这会儿大伙儿都在地里干活,只有一个中年妇女在办公室里埋头写文件。
阮瑶敲了敲门:“您好,我是新来的知青,请问我能进来吗?”
周秀红抬起头,认出了阮瑶:“是阮知青啊,你是过来找胡队长的吧,胡队长现在在田里干活。”
“好的,我知道了。”阮瑶说完人却没走,而是一脸崇拜道,“您应该是生产队的妇联主任吧?”
周秀红怔了下,随即嘴角扬起来:“我是妇联的干事,刚进妇联不到两年,我们生产队妇联主任这个位置暂时空缺。”

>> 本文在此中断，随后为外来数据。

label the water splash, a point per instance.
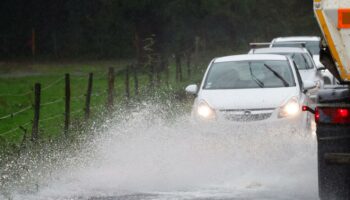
(148, 155)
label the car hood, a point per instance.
(247, 98)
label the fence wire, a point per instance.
(15, 113)
(52, 102)
(53, 83)
(15, 129)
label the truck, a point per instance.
(332, 110)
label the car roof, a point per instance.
(244, 57)
(297, 39)
(280, 50)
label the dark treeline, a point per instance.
(123, 28)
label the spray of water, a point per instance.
(151, 154)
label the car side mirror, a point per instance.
(321, 68)
(308, 85)
(192, 89)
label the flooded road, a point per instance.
(149, 157)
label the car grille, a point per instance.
(242, 116)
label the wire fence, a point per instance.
(49, 86)
(125, 75)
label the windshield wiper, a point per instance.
(285, 83)
(259, 82)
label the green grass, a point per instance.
(18, 79)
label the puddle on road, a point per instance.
(149, 158)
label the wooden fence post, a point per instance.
(35, 128)
(188, 63)
(110, 88)
(127, 82)
(178, 67)
(88, 97)
(136, 81)
(67, 104)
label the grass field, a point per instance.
(16, 94)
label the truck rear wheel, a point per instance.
(334, 176)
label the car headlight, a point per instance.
(204, 111)
(290, 109)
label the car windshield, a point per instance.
(302, 60)
(312, 46)
(249, 74)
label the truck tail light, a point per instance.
(332, 115)
(344, 18)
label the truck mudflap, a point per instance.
(337, 158)
(333, 161)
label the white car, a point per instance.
(303, 60)
(312, 43)
(252, 87)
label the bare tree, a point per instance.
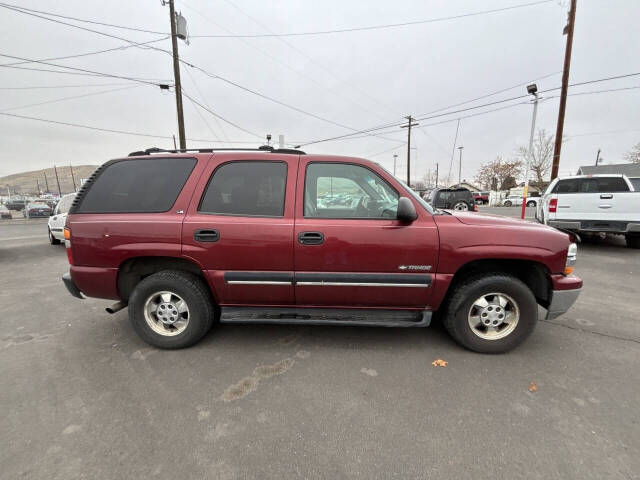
(495, 173)
(633, 155)
(541, 158)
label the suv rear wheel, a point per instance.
(491, 313)
(633, 240)
(171, 309)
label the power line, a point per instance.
(86, 85)
(218, 116)
(378, 27)
(110, 130)
(78, 69)
(81, 20)
(428, 117)
(123, 47)
(69, 98)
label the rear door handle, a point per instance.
(310, 238)
(206, 235)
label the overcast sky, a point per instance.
(358, 79)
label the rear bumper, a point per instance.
(561, 301)
(596, 226)
(73, 289)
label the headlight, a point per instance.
(572, 254)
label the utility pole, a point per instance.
(57, 180)
(176, 75)
(568, 30)
(73, 179)
(408, 127)
(46, 182)
(532, 90)
(460, 167)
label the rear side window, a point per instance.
(566, 186)
(612, 184)
(137, 186)
(246, 188)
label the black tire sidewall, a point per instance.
(187, 286)
(508, 285)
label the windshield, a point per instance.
(420, 200)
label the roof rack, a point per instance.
(263, 148)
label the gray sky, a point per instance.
(358, 79)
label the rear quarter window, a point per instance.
(149, 185)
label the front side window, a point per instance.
(246, 188)
(149, 185)
(339, 190)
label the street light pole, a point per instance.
(460, 167)
(533, 90)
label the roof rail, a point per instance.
(263, 148)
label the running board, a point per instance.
(326, 316)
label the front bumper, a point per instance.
(73, 289)
(561, 301)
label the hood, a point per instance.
(496, 220)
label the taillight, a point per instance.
(67, 244)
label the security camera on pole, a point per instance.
(533, 90)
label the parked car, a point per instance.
(4, 213)
(36, 209)
(460, 199)
(16, 204)
(515, 200)
(59, 216)
(593, 203)
(481, 198)
(189, 239)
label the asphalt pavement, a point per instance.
(83, 397)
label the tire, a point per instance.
(462, 305)
(180, 286)
(633, 241)
(53, 240)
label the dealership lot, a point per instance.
(84, 397)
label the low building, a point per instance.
(631, 170)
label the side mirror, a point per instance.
(406, 210)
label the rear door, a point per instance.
(239, 228)
(355, 253)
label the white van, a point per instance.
(593, 203)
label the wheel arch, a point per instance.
(133, 270)
(533, 274)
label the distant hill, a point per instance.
(27, 183)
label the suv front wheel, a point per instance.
(171, 309)
(491, 313)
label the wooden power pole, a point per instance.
(408, 126)
(563, 93)
(176, 75)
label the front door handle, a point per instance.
(206, 235)
(310, 238)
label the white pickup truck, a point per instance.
(593, 203)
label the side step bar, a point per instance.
(326, 316)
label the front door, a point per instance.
(350, 250)
(239, 228)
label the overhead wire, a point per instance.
(379, 27)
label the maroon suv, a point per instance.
(193, 238)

阮瑶一脸惊讶的样子:“您居然不是妇联主任?我刚才进来看您坐在这里,无论气质还是精神样貌,您都非常像当主任的人,要是在路上看到您,我绝对会以为您是政府的重要领导人物。”
拍马屁这东西不用花钱,拼的就是谁的脸皮厚。
周秀红从来没听过其他人这么夸她,顿时笑得眼角的皱纹都起来了:“你这小姑娘嘴巴跟抹了蜜一样,真会哄人开心,对了,你叫什么名字来着?”
阮瑶自来熟坐到她对面的凳子上:“我叫阮瑶,瑶族的瑶,我该怎么称呼您呢?”
周秀红:“我叫周秀红,你叫我周婶子吧,你是不是不知道胡队长在哪里,要不我带你过去找他吧。”

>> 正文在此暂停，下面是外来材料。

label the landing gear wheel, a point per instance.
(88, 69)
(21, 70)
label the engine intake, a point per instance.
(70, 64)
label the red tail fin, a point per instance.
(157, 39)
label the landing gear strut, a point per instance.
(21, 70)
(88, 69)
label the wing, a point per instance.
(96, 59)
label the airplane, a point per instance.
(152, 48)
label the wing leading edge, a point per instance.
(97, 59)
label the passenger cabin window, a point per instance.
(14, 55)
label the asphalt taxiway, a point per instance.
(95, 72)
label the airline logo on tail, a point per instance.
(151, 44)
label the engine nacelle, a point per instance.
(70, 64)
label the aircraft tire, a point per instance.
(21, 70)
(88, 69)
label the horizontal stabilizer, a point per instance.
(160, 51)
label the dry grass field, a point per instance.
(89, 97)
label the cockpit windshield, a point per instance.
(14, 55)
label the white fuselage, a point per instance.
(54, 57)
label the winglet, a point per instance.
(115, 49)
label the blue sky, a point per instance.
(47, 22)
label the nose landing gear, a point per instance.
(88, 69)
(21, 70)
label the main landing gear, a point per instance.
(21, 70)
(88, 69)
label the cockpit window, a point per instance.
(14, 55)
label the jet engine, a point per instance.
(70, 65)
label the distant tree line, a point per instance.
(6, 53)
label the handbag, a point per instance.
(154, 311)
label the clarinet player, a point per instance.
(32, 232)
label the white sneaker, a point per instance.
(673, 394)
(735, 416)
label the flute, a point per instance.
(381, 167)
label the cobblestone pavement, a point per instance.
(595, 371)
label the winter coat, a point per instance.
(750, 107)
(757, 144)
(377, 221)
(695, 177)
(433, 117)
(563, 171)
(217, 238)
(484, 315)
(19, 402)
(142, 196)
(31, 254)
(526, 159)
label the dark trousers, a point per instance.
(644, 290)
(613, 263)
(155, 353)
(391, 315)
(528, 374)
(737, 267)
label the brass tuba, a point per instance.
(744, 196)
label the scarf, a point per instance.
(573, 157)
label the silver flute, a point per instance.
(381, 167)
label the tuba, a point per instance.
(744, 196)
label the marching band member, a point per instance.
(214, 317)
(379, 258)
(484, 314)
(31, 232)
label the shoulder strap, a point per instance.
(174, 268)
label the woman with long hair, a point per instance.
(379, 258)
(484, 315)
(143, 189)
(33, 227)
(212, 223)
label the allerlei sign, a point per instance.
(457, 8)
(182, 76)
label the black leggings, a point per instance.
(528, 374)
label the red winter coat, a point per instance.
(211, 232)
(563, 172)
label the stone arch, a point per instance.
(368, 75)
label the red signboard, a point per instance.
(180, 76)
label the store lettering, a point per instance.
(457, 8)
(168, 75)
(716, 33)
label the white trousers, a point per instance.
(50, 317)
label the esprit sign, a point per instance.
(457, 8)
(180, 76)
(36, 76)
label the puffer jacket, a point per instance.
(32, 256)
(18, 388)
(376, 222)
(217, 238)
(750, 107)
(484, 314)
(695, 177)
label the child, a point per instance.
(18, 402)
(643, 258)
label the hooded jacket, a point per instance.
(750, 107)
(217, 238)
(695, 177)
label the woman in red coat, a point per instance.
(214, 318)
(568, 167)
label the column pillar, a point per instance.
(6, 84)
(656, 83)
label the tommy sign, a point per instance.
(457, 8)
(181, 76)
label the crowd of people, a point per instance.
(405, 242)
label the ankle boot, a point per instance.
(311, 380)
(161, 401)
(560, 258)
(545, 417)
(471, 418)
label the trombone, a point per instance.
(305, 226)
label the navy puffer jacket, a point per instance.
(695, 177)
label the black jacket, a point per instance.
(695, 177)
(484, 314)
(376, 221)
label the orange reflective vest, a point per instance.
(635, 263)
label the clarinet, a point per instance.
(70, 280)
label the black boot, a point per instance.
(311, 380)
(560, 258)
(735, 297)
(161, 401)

阮瑶连忙摆手:“哪能麻烦婶子,我一会儿自己过去就行……”
话还没讲完,就见一个女人哭着跑进来:“秀红婶子,你是妇联的同事,你们妇联整天说着要保护我们女人,你得给我做主啊。”
跑进来的女人披头散发,身上的衣服被扯坏了好几处,下一刻她抬起头来,阮瑶不由倒吸一口凉气。
那哪里还叫脸?!
只见女人脸青鼻肿,两只眼睛淤肿发紫,其中左眼睁不开,一说话还能看到有两颗牙齿被打掉。
周秀红也是很同情她,但是——
“友
贵家的,不是我们妇联不帮你,只是你家友贵太混不吝了,我上次去说他,还被他推了两下。”
马春花再次哭了起来:“那我怎么办?他天天这么打我,他会打死我的。”
周秀红叹了口气道:“这样吧,等会儿中午休息了,我让胡队长和我一起过去一趟,这友贵也是太不像话了。”
马春花擦着眼泪点头。
阮瑶突然开口:“现在打媳妇是犯法的事情,这位大姐有没有想过要去公社举报你丈夫,或者离婚呢?”
这话一出,办公室安静了下来。
周秀红和马春花两人像看怪物一样看着她,马春花甚至连哭都忘记了。
周秀红对阮瑶印象不错,不想她成为社员的眼中钉,便道:“阮知青还是太年轻,离婚这种事情哪是说离就能离的?”
马春花回过神来,连连点头:“要是离婚了,我娘家肯定不会让我回去,到时候我住哪里睡哪里,还有我几个孩子怎么办?”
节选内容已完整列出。